The first airplane that can fly both day and night powered exclusively by the sun's rays has taken off from California in the first stage of an attempt to fly across the US without using any fuel.
The solar-powered plane, dubbed Solar Impulse, set off Friday from San Francisco shortly after 6 a.m. local time (1300 GMT) and was expected to land in Phoenix, Arizona, 19 hours later for the aircraft's first stop in the first-ever fuel-free transcontinental plane flight.
The Swiss developers behind the flight tout the project as a way to demonstrate the opportunities presented by clean technologies, with the ultimate goal of flying around the world in a second-generation version of the Solar Impulse HB-SIB aircraft currently under construction.
The plane has wingspan of 208 feet (63 metres) - equal to that of an Airbus A340 - but at 1,600 kg weighs about the same as an average automobile, according to the developers.
The power used to propel the aircraft is roughly equal to that used by US aviation pioneers Orville and Wilbur Wright in their first powered flight in 1903, they say.
With an average cruising speed of around 55 km per hour , the plane is scheduled to make stops in Dallas and St.
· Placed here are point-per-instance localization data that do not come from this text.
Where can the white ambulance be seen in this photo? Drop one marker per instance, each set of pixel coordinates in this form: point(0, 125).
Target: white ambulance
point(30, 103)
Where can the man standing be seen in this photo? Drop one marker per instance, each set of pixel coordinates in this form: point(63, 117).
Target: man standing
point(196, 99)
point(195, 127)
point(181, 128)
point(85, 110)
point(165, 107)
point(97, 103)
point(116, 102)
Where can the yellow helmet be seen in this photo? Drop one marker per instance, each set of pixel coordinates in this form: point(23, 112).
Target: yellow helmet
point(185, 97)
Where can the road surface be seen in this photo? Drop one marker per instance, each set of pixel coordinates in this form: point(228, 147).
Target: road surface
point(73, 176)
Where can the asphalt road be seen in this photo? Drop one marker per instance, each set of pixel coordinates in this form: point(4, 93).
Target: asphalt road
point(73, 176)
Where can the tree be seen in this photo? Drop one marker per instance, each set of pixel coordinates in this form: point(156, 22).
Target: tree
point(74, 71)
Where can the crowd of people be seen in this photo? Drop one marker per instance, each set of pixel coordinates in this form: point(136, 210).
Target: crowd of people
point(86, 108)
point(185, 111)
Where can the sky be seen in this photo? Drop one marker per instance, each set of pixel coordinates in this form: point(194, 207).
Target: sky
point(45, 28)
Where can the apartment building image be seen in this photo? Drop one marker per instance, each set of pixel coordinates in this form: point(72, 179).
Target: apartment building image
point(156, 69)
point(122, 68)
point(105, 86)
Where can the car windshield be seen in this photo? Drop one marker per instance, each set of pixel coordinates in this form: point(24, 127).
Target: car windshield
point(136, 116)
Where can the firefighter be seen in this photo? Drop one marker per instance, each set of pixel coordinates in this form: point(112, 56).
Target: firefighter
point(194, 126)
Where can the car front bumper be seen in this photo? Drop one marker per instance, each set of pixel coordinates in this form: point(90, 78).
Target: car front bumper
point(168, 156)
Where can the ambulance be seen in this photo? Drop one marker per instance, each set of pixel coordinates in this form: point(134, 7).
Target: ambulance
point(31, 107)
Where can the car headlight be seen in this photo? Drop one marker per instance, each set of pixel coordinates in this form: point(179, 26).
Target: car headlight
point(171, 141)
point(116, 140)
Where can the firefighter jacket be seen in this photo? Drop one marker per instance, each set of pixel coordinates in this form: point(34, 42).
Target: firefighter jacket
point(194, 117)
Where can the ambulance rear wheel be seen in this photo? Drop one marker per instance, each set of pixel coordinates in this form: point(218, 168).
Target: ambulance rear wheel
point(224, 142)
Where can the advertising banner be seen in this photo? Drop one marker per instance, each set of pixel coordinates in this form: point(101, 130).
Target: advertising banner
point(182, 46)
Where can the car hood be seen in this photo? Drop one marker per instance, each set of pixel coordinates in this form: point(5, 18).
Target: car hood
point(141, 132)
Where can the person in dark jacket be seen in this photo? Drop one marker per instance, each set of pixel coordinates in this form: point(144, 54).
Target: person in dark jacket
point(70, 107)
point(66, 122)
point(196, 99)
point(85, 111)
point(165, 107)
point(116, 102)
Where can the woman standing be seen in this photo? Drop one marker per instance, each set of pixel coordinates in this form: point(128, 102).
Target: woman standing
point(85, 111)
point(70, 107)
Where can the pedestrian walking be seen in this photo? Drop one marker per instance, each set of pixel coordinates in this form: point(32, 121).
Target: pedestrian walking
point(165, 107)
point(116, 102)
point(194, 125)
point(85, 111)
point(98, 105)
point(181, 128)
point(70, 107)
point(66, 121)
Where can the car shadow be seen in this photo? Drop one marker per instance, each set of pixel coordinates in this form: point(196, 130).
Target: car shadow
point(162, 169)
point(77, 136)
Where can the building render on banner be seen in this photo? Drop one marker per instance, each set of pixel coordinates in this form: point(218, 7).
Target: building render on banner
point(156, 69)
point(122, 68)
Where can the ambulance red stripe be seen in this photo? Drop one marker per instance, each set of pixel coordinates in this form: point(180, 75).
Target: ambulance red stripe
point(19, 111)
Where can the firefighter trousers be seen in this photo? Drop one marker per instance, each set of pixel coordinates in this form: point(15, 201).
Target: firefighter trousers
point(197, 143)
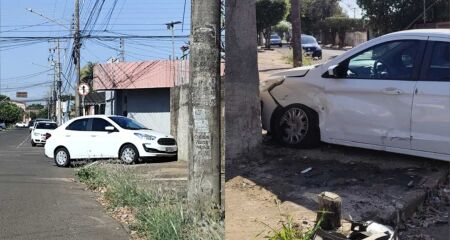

Louis before moving on to Washington in June and completing the mission by landing in New York City in June or July.
The aircraft is being manned by psychiatrist and balloon aviator Bertrand Piccard, a Swiss national who co-founded the project with his countryman, entrepreneur Andre Borschberg.
"You should see this like being in 1915 when the pioneers were trying to do these first cross-country flights - still unable to cross the ocean, but an important step for the development of aviation," Borschberg said ahead of the flight.
The cramped cockpit has room for only one person, is unheated and the pilot has to wear an oxygen mask because of a lack of pressurization.
A toilet is built into the lone cockpit seat, but the developers say the pilot should avoid eating fiber-rich foods one day prior to the flight so as to minimize the urgency of nature's call during the long stretch in the air.
"It's more difficult and maybe less comfortable than flying through an airliner," Borschberg said.